That point needs to be made because the remarkable and admittedly encouraging changes taking place in Russia could easily lull the Free World into a false sense of security.Just this week, for example, Soviet Foreign Minister Eduard Shevardnadze admitted that the USSR violated the anti-ballistic missile treaty and broke Soviet law by invading Afghanistan. He went on to offer to eliminate all foreign Soviet military bases by the turn of the century and dismantle the Warsaw Pact if the West scraps NATO. Such an exercise in self-castigation would have been unthinkable in Russia only a few years ago.

But in all the euphoria engendered by Shevardnadze's remarks, don't overlook a key point:

The USSR is still the world's largest military enterprise. And it's still "the only nation capable of threatening the very survival of the United States."

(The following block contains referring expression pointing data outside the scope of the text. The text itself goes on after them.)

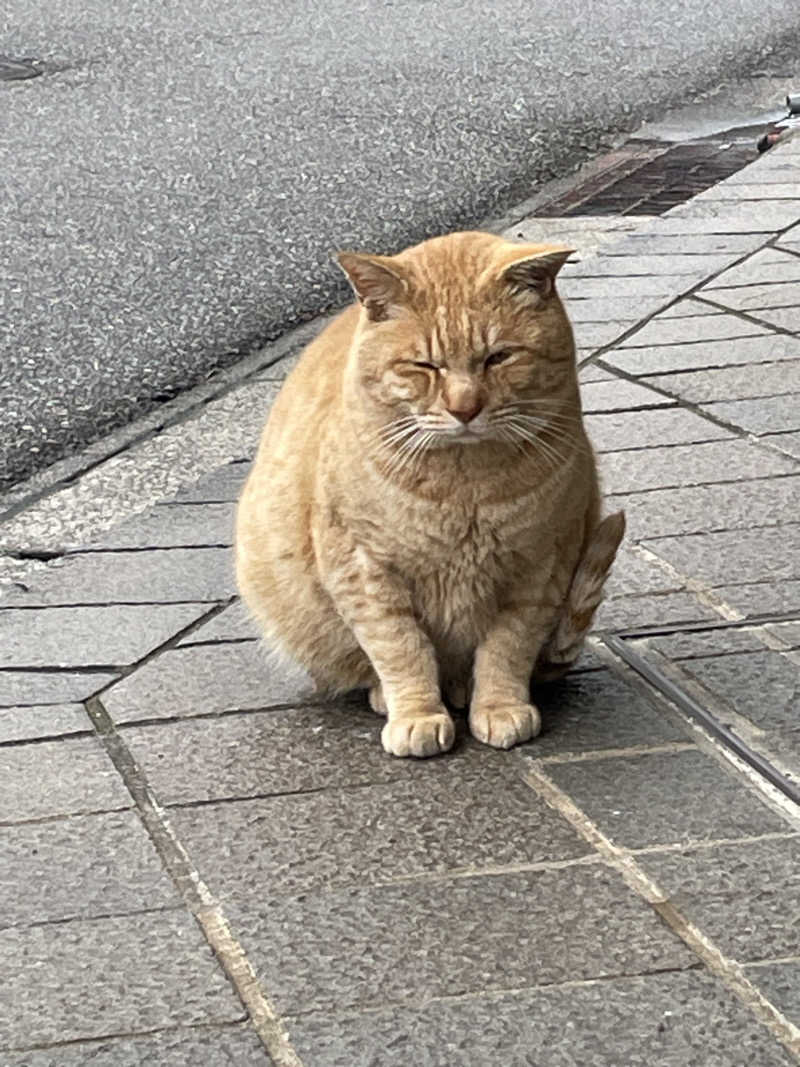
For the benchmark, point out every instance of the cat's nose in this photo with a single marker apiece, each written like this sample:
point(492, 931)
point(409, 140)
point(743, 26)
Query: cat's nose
point(466, 411)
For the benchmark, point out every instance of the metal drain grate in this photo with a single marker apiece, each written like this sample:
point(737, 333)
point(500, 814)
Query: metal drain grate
point(648, 177)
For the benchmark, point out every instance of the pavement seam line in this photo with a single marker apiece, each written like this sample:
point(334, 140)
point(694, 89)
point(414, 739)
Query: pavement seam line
point(730, 972)
point(195, 893)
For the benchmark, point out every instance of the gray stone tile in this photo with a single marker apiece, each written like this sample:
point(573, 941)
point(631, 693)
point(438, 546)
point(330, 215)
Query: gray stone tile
point(661, 1020)
point(80, 868)
point(675, 465)
point(58, 778)
point(49, 687)
point(665, 798)
point(233, 624)
point(594, 711)
point(742, 895)
point(638, 429)
point(665, 359)
point(219, 487)
point(594, 335)
point(788, 443)
point(89, 636)
point(47, 720)
point(785, 318)
point(640, 286)
point(620, 395)
point(764, 686)
point(735, 556)
point(412, 941)
point(764, 268)
point(176, 525)
point(268, 847)
point(274, 752)
point(691, 330)
point(235, 1046)
point(665, 512)
point(91, 977)
point(764, 598)
point(763, 415)
point(731, 383)
point(205, 679)
point(659, 609)
point(747, 298)
point(161, 575)
point(780, 983)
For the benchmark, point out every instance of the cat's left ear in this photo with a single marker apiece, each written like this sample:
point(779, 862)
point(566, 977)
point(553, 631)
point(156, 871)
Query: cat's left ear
point(537, 271)
point(377, 282)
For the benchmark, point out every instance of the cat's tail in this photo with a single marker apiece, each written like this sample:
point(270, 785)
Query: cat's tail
point(582, 600)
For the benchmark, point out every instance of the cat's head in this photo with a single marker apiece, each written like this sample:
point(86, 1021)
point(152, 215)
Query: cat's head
point(463, 339)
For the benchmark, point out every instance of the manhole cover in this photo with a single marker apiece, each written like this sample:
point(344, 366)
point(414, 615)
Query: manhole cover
point(13, 69)
point(650, 177)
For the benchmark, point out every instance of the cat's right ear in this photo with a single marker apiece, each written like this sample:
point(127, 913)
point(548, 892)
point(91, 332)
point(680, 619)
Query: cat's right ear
point(376, 282)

Those are the words of Defense Secretary Richard Cheney, who uttered them long before the Soviet foreign minister made his astounding confession. Cheney's observations are backed up by some sobering facts from the Pentagon's latest survey of Soviet military capability.

Among other things, the report notes that if the recent reforms and the less belligerent stance in the USSR fail, "the West may face a Soviet leadership disillusioned with new ways and willing to return to the old, familiar policies of repression at home and confrontation abroad."

Other observers also warn that despite Soviet leader Mikhail Gorbachev's promise to reduce military spending, it has actually increased.

The outside world can't read the minds of the men in the Kremlin, but it can measure Soviet military capability. Such hard facts warrant much less optimism than the Soviets seem to be trying to elicit with soft words.